Simplifying FedRAMP Compliance with Teleport
Jun 27
Virtual
Register Today
Teleport logoTry For Free
Home > Teleport Academy > Authentication and Privileges

Azure AKS RBAC

Posted 15th Aug 2023 by Ben Arent

Overview

In this article, we will explore configuring Role-Based Access Control (RBAC) for Microsoft Azure Managed Kubernetes Service (AKS). Azure Kubernetes Service is Microsoft's managed Kubernetes service that makes it easy to run Kubernetes on Azure, on-premises, and at the edge. As teams have adopted Kubernetes, they need to set up role-based access control RBAC to limit who can access which pods, namespace, users and roles.

This post will provide a range of options for RBAC for AKS, with practical guides for using open-source Teleport to provide RBAC for both AKS and on-premises AKS clusters.

Key takeaways:

  • The basics of configuring RBAC for Kubernetes
  • Scaling az role assignment and azure rbac
  • How to provide pod-level access and RBAC to your team
  • Best practices for providing access to a Kubernetes user
  • How to securely share a Kubernetes group amount users
  • How to audit access to the Kubernetes API, including kubectl exec session recordings

Prerequisites: This article assumes that you have deployed a Teleport cluster and an AKS cluster, either with your AKS cluster via our helm chart or connected via Teleport Cloud. If you don’t have an AKS cluster, we recommend using `az aks create` azure cli to create the appropriate resources.

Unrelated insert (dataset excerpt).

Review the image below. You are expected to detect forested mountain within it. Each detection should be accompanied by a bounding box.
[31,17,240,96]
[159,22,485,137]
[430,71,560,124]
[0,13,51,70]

Options for configuring Kubernetes RBAC

Role-based access control is a method of regulating access to resources based on the roles of an individual user. For example, the DevOps team may need full access to Kubernetes, but software engineering might only have access to pods in the development namespace. RBAC is often combined with a central IDP and SSO provider, such as Okta, Active Directory, Managed ActiveDirectory, Azure AD or GitHub. These IDPs often contain extra metadata, such as groups. These groups are often used in combination with IDPs.

The core logical components of RBAC are:

  • Entity: A group, user or service account (an identity representing an application that wants to execute certain operations — actions — and requires permissions to do so).
  • Resource: A pod, service or secret that the entity wants to access using certain operations.
  • Role: Used to define rules for the actions the entity can take on various resources.
  • Role binding: This attaches (binds) a role to an entity, stating that the set of rules defines the actions permitted by the attached entity on the specified resources.

There are two types of Roles (Role, ClusterRole) and their respective bindings (RoleBinding, ClusterRoleBinding). These differentiate between authorization in a namespace or cluster-wide. For this article, we’ll be mainly focusing on how end users access a Kubernetes cluster and will focus on Kubernetes Groups, Users and Namespaces. For the purposes of this tutorial, we’re focused on human operators accessing Kubernetes. If you’re interested in machines / CI/CD interacting with Kubernetes, we recommend using MachineID.

A good way to know what a Kubernetes / kubectl user can currently do is to use `kubectl auth can-i --list`.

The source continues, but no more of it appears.